Shares of Netflix Inc. (NASDAQ: NFLX) soared 16% on Thursday, continuing its rally from the day before when the company delivered strong results for the third quarter of 2023. The stock has gained 36% year-to-date. The Street appears to be impressed with Netflix’s revenue and subscriber growth in the quarter as well as the progress on its recent initiatives. Here are a few notable points from the Q3 earnings report:

Revenue and profit growth

Netflix’s revenue increased nearly 8% year-over-year to $8.54 billion in the third quarter of 2023. The top line exceeded expectations and saw the highest growth rate thus far this year. The company is forecasting revenue to grow nearly 11% to $8.7 billion in the fourth quarter of 2023.
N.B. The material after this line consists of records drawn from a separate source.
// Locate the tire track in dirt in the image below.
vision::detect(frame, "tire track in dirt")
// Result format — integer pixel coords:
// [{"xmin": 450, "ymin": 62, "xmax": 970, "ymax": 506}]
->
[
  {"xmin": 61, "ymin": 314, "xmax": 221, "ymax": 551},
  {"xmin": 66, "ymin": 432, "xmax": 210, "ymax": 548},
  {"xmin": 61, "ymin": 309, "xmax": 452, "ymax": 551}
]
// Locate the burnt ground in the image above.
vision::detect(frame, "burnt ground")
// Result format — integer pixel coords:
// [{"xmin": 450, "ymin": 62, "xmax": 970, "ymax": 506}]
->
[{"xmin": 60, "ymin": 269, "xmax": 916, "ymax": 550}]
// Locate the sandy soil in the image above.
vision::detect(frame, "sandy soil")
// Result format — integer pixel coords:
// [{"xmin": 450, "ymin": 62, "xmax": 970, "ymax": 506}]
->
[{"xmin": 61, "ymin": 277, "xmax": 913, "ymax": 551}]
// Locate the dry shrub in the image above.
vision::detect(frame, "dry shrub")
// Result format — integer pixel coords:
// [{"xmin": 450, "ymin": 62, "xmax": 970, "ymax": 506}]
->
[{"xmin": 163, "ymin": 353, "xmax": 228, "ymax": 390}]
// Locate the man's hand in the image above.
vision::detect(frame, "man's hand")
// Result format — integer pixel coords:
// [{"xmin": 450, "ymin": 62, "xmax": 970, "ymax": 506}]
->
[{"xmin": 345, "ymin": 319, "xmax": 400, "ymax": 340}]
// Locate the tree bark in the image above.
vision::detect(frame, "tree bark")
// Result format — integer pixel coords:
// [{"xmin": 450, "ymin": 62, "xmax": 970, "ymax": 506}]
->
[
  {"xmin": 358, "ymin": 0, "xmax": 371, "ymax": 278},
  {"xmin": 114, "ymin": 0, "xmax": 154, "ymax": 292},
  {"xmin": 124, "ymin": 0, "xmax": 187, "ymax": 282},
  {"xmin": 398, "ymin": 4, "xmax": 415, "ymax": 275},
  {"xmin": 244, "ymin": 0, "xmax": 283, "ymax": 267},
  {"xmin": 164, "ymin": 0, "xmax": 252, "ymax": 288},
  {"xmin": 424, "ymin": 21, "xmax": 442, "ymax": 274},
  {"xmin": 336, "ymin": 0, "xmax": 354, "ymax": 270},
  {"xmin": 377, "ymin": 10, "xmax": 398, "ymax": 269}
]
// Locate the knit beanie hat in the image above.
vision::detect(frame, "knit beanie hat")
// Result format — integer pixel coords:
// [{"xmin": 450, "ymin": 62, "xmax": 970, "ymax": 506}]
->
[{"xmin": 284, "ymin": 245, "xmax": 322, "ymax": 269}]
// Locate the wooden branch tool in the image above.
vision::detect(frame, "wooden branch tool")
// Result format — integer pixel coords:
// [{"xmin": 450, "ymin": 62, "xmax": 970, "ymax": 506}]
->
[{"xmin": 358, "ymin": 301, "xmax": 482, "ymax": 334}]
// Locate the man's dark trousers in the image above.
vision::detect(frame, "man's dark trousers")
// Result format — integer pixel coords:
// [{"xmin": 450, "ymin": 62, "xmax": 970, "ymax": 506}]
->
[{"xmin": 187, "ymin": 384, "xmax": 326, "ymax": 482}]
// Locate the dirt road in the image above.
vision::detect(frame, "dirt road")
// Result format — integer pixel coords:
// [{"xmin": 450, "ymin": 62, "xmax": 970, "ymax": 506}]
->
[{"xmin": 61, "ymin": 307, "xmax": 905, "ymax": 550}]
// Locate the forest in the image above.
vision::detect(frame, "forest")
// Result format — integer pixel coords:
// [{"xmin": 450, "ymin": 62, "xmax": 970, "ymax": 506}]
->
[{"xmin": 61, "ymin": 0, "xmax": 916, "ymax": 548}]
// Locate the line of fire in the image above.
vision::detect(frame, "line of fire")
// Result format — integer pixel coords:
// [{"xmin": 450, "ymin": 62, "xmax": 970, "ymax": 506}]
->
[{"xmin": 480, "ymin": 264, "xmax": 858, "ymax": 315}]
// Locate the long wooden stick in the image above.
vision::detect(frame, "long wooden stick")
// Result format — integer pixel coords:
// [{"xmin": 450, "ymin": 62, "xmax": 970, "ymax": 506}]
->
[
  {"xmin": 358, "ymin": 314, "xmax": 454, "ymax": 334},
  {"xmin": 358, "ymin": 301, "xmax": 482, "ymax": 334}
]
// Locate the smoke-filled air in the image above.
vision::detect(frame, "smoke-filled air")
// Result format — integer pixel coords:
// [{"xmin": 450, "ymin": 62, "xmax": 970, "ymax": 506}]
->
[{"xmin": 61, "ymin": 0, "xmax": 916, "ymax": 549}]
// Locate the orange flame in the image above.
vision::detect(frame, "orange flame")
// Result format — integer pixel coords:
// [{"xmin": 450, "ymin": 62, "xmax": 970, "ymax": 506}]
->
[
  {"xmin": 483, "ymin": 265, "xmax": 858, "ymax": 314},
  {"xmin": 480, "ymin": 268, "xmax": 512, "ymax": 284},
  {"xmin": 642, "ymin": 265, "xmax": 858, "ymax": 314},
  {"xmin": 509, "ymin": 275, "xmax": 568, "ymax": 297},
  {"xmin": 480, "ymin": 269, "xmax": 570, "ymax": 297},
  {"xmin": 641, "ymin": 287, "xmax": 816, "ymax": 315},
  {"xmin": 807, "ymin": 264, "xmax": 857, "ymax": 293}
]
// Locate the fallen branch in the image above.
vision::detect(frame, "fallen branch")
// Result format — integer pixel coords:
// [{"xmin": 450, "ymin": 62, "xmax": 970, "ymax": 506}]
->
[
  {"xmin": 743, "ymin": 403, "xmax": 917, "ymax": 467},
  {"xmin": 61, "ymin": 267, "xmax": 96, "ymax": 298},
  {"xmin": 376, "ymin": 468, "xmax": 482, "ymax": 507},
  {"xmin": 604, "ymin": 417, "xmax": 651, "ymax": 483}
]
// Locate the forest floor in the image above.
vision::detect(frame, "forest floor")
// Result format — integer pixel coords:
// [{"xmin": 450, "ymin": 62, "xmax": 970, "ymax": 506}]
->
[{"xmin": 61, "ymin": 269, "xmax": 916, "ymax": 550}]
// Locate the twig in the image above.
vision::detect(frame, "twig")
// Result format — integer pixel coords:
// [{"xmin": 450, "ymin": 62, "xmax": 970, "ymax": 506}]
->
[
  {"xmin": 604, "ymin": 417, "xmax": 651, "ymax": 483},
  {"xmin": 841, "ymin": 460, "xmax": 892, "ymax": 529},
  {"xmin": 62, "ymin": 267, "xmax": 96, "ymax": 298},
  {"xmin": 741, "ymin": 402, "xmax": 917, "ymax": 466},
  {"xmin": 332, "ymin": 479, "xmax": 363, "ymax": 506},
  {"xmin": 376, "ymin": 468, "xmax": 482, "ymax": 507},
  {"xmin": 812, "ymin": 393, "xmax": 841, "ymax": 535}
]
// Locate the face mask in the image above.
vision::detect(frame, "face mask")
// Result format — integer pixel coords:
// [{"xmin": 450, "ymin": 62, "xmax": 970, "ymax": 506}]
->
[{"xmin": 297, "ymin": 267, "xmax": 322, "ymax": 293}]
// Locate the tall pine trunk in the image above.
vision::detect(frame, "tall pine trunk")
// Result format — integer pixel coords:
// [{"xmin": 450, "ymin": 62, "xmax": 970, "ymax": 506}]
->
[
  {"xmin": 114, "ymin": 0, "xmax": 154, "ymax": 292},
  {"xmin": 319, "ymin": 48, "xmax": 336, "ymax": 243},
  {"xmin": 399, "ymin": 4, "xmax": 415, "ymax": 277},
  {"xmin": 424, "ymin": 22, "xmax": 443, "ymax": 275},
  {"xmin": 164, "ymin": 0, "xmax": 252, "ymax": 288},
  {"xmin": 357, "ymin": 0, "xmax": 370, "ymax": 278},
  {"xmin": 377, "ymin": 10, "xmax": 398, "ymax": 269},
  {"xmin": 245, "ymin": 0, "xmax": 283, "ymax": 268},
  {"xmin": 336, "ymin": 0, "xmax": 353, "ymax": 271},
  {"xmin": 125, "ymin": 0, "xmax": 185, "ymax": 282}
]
Net income rose 20% YoY to $1.67 billion, or $3.73 per share, in Q3, surpassing projections. Netflix expects net income of $956 million, or $2.15 per share, for Q4 2023 which compares to income of $55 million, or $0.12 per share, reported in the same period a year ago.

Subscriber growth

Netflix ended the third quarter with 247.15 million subscribers, reflecting a YoY growth of around 11%. The company added 8.76 million subscribers during the quarter, which was the highest thus far this year. Paid net additions for the fourth quarter of 2023 are expected to be similar to the third quarter.

Price increases

Netflix has hiked its prices in the US, UK and France. In the US, the company’s basic plan will now cost $11.99 and its premium plan will cost $22.99. Its ad-supported tier and its standard plan will remain the same at $6.99 and $15.49, respectively. The ads and standard plans will remain unchanged in the UK and France as well while the others will see hikes. This move is expected to help boost average revenue per membership.  

Paid sharing

Netflix is making good progress in rolling out paid sharing across all its regions. The cancel reaction remains lower than expected and it is seeing healthy retention among borrower households that are converting into full paying memberships. The streaming giant stated in its report that it is revenue positive in every region when accounting for additional spin-off accounts and extra members, churn and changes to plan mix.